Edito du Kiosque : Les blanchisseurs

Les grands événements internationaux, et le sport en particulier, constituent les nouveaux vecteurs de communication de nations peu vertueuses. Le football est emblématique de ce phénomène indécent, entièrement régi par le pouvoir de l’argent.

Loin des yeux, loin du coeur. Nous le savons tous, l’éloignement altère la compassion, l’émotion, le sentiment légitime normalement sublimé par la parenté réelle ou supposée du traumatisme subi. « Tambour lointain n’a pas de son *» et on ne prête guère d’attention aux détresses exprimées à distance respectable de nos indignations. Mais il est parfois des faits présents d’une actualité légère qui font jonction avec un passé simple, nauséabond. En ce sens, le foot et son « mercato » mercantile met en vitrine un prince héritier, Mohammed Ben Salmane, MBS pour les nouveaux intimes en quête de faveurs aurifères, dont le pétrole cher à leur standing institutionnel. Ce sémillant trentenaire, descendant du trône d’Arabie saoudite, désormais Premier ministre du royaume, est courtisé comme pût l’être Néfertiti par son Akhenaton ! Tous les nécessiteux se l’arrachent, frappés d’une amnésie collective opportune, affligeante. Le marchand d’essence a ses entrées aux temples de l’hypocrisie, est reçu en grandes pompes, à l’Elysée (3 fois depuis 2022) comme ailleurs, après des années de bannissement international suite, entre autres, aux sanglants événements du Yémen.

La nouvelle Mecque

Aujourd’hui, donc, MBS voit la vie en rose et arrose des parterres de courtisans pour redorer à grands frais le blason terni de sa monarchie tyrannique. La démesure, MBS l’exerce dans son interprétation très singulière des droits fondamentaux de l’homme, sa pratique chevronnée de la torture et de la peine de mort. Le 12 mars 2022, en une seule journée, furent décapités 81 condamnés, opposants, militants, blogueurs, petits délinquants ayant porté « atteinte au tissu social ». Tout le monde a oublié, surtout depuis qu’il a généreusement accordé aux femmes le droit de conduire ! Sous tutelle patriarcale bien sûr, en abaya, le corps entièrement couvert et les cheveux cachés. Un peu de respect quand même pour cette institution qui, à l’instar du Quatar, a engagé un puissant processus de séduction pour blanchir son âme et postuler à l’organisation d’une Coupe du monde de foot en 2030 ou 2034. Par prudence, les princes saoudiens ne confirmeront pas leur candidature sans la garantie d’un succès charpenté pas à pas par la corruption des instances participatives à la décision. Le Président de la Fédération internationale de football (FIFA), Gianni Infantino, avait complaisamment porté les Qatariens, il en fera de même avec la royauté montante, aidé dans sa tâche par quelques ambassadeurs de marque appâtés par la manne financière de la nouvelle Mecque du ballon rond.

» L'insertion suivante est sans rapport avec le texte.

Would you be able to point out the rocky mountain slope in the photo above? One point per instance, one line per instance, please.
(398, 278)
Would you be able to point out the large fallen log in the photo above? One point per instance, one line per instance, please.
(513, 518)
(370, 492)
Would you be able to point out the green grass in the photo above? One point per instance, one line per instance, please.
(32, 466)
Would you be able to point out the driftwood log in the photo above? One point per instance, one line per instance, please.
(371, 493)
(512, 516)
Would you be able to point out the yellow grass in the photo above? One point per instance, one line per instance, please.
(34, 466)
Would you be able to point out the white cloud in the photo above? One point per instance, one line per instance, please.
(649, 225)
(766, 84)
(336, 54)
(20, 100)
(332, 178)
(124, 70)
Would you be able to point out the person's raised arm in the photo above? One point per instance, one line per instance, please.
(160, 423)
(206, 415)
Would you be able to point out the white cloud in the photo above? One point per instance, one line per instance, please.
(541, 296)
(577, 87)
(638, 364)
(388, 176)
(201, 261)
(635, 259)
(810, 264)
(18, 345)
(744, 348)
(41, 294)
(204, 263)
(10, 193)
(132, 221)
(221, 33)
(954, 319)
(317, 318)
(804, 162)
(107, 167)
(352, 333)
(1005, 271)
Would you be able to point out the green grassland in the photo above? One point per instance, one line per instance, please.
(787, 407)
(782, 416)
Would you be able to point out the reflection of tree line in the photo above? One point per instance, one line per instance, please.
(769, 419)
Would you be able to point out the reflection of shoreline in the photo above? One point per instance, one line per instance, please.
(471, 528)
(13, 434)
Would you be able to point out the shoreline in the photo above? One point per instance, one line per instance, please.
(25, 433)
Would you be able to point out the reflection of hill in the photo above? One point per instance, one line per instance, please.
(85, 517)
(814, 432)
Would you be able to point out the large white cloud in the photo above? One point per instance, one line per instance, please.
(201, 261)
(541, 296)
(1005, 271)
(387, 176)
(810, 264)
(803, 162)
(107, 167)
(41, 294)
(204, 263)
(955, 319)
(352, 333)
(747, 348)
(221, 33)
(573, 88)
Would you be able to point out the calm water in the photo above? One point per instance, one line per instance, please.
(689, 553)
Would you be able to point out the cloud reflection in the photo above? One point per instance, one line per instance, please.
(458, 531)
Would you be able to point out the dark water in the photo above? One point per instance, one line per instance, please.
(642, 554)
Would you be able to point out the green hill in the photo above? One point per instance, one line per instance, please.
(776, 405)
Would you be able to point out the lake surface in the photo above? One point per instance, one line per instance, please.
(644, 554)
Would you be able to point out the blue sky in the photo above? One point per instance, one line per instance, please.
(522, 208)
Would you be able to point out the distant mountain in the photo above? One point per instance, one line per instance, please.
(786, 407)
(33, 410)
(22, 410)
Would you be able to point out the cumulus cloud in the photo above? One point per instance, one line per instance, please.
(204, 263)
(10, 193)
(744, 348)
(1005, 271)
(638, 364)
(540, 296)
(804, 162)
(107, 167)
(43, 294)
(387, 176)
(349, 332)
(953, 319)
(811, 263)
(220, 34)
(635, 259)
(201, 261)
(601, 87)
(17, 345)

Ronaldo, Benzema et les autres

L’illustrissime Cristiano Ronaldo est déjà en pré-retraite dans la Saudi Pro League où le rejoindra bientôt son ex compère Ballon d’or du Real Madrid, Karim Benzema, pour un salaire annuel équivalent de 200 millions d’euros, soit 54 000 euros par jour. Autre membre vieillissant de l’équipe de France, N’golo Kanté, s’apprête à faire croisière vers la mer Rouge (100 millions d’euros), devançant vraisemblablement l’attendrissant Hugo Lloris, en recherche prochaine de villégiature. Et alors, qu’en est-il de l’icône de Bondy dont les dizaines de millions de followers restent en haleine? Mbappé, en Arabie saoudite n’ira pas, du moins pas à présent, car trop jeune et obnubilé par son Eden de coeur, l’emblématique club madrilène. Le petit Kylian s’est épanoui sous les couleurs du Qatar, il subodore son apogée sous l’aile protectrice des Emirats arabes unis (sponsor du Real) et, dès que le vent tournera, il « s’en allera » vers la terre enchantée de notre ami MBS. A moins, sait-on jamais, qu’entre-temps, un zéphyr salutaire ne pousse l’ineffable dictateur nord-coréen Kim Jong-un à quêter un salut éternel via le sport, le foot et ses dérisoires hommes sandwichs qui dribblent aveuglément et sans conscience les pires réalités.